A suitably moderate position would recognize the Confederate flag as an American symbol with an inevitable place on the American landscape–without, however, allowing it to be displayed as a symbol of sovereignty. Descendants of Confederate veterans who wish to display the flag to honor their ancestors should favor a return to the practice, prior to World War II, of displaying the flag only as an unambiguously historical or memorial symbol. They should resurrect an older, intellectually consistent understanding of protecting the flag from desecration. This does not mean banishing the flag from public view. Confederate heritage groups should be free to use the flag in their functions, including Memorial Day observances, parades, and ceremonies commemorating important anniversaries–knowing, of course, that it still may be the target of protest from people who believe that it is wrong to honor anyone or anything associated with the Confederacy. But instead of urging everyone to keep it flying everywhere, flag advocates should censure any use of the flag that is not unambiguously memorial or historical in nature. Those who truly regard the battle flag as a sacred war memorial for Confederate ancestors should oppose its use on T-shirts, baseball caps, and other popular culture items that trivialize its meaning. Such use of the flag may be consistent with contemporary culture and protected by current interpretations of free speech rights, but Confederate heritage groups should use their free speech to curb such use, not to encourage it….

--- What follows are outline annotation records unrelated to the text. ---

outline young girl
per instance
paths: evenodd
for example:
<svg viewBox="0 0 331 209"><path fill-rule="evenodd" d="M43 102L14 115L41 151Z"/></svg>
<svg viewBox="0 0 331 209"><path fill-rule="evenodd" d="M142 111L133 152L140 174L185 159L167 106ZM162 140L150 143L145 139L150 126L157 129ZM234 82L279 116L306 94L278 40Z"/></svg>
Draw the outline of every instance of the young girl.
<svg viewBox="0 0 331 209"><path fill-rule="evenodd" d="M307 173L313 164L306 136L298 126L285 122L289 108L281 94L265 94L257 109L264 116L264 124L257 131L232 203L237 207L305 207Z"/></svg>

Flag critics in turn must be more tolerant of the flag’s presence as a war memorial and historical symbol. Because of the flag’s association with the Confederacy and its use by modern groups intent on reviving the Confederacy, critics will remain suspicious of anyone who displays the flag, even if it is not publicly sponsored or political in nature. But in a culture that is willing to tolerate so much that offends so many people in the name of free speech and free expression, the offensiveness of the Confederate flag is not sufficient reason to censor it… Flag critics must (for practical as well as for ethical reasons) become more willing to distinguish between a Ku Klux Klan rally and a Memorial Day parade. Confederate national flags belong in publicly sponsored displays of historical flags, just as they do not belong on contemporary symbols of sovereignty. Americans must learn to accept displays of the flag that merely acknowledge the Confederacy’s existence. The Confederacy is an important part of American history, and it behooves everyone to study it and understand it in all its complexity. Flag displays that remind people of this complex history nourish rather than poison the public dialogue. (pp. 301-03).
There is a great deal that I am in agreement with. My own opposition to the Virginia Flaggers’ proposed flag off I-95 has nothing to do with wanting to see Confederate flags completely removed from public view. I expect to see them at places such as Oakwood and Hollyood Cemeteries as well as other historic sites in the Richmond area. I expect to see small flags along Monument Avenue and other historic sites in the Richmond area. This includes the memorial chapel on the VMFA grounds, where the Flaggers’ movement began a few years ago. I’ve never had a problem with a Confederate flag flying in front of the chapel, though I have on more than one occasion expressed frustration with the way this group has gone about voicing its concerns as well as with the targets of their more recent protests.
That said, the Virginia Museum of Fine Arts should sit down with Susan Hathaway and see if a resolution is possible. The chapel itself is a physical reminder that Confederate veterans once made the surrounding grounds their home. If ever a Confederate flag was appropriate it is at the chapel. So, let’s RETURN THE FLAGS AND RESTORE THE HONOR even if we agree that the Flaggers themselves have done a poor job of articulating what exactly this means.
In contrast, this proposed I-95 flag has nothing to do with history or heritage and has everything to do with the Flaggers’ lack of success thus far and desperation for increased attention. It smacks of a lack of creativity. There are so many historical settings in the Richmond area in which to honor the Confederate soldier and its leaders that to suggest that there is a need for a highway flag is simply laughable.